Zea mays (Zm-B73-REFERENCE-NAM-5.0)

Zea mays Assembly and Gene Annotation

About Zea mays

Maize or Zea mays had the highest world-wide production of all grain crops in 2019. Although a food staple in many regions of the world, most is used for animal feed and ethanol fuel. Maize was domesticated from wild teosinte in Central America and its cultivation spread throughout the Americas by Pre-Columbian civilisations. In addition to its economic value, maize is an important model organism for studies in plant genetics, physiology, and development. It has a large genome of about 2.4 gigabases with a haploid chromosome number of 10 (2n=2x=20) [2-4]. Maize is distinguished from other grasses in that its genome arose from an ancient tetraploidy event unique to its lineage. This sequence corresponds to inbred line B73.

Assembly

The B73 genome was sequenced to high depth using PacBio long-read technology together with 25 founder inbred lines strategically selected to represent the breadth of maize diversity including lines from temperate, tropical, sweet corn, and popcorn germplasm. All lines were assembled into contigs using a hybrid approach, corrected with long-read and Illumina short-read data, scaffolded using Bionano optical maps and ordered into pseudomolecules using linkage data from the NAM recombinant inbred lines and maize pan-genome anchor markers. The 26 lines were also annotated with a common pipeline.

The current assembly is named Zm-B73-REFERENCE-NAM-5.0 and was aligned to the previous B73_RefGen_v4 version with software ATAC/A2Amapper [5], obtaining 96.76% mapped positions. Those mappings can be used to translate coordinates across with the Assembly Converter.

Annotation

The gene annotations were produced with the CSHL gene pipeline developed under the NAM project.
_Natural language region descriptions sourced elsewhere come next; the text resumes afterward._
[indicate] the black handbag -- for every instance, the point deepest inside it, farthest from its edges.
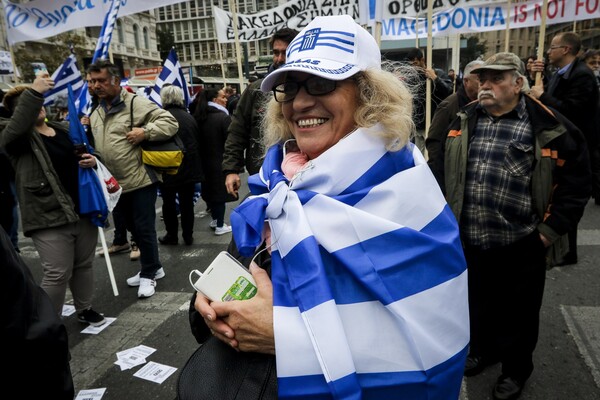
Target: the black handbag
(216, 371)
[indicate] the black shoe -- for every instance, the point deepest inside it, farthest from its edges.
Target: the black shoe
(569, 259)
(475, 365)
(168, 239)
(507, 388)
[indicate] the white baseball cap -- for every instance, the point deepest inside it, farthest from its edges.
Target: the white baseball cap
(333, 47)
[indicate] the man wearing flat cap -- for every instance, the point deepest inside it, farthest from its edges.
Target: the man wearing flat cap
(517, 177)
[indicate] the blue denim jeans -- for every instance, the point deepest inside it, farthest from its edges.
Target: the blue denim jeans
(138, 207)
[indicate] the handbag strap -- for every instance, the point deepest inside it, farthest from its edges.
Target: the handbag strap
(131, 112)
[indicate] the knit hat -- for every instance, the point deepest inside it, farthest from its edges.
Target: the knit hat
(502, 62)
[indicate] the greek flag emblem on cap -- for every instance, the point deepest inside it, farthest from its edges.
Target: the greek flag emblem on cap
(309, 40)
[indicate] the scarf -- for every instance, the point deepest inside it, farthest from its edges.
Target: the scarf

In summary, it is an automated, evidence-based method combining third-party software including Mikado, BRAKER and PASA. Gene models were filtered by conservation and Maker Annotation Edit Distance (AED) score, and then classified into protein_coding and misc_non-coding sets.

Gene models from version B73_RefGen_v4 have been mapped to the current Zm-B73-REFERENCE-NAM-5.0 and can be retrieved with the ID History Converter

Evidence-based predictions were directly inferred from assembled transcripts, which were generated using five different genome-guided transcript assembly programs and processed using Mikado to pick the optimal set of transcripts for each locus. To generate assembled transcripts, quality inspected RNA-seq reads were mapped to the genome. In order to pick the final transcripts, Mikado uses assembled transcripts combined with high-confidence splice junctions with the mapped reads as input, predicted ORFs for the assembled transcripts generated and homology results of transcripts to SwissProt (Viridiplantae) sequences.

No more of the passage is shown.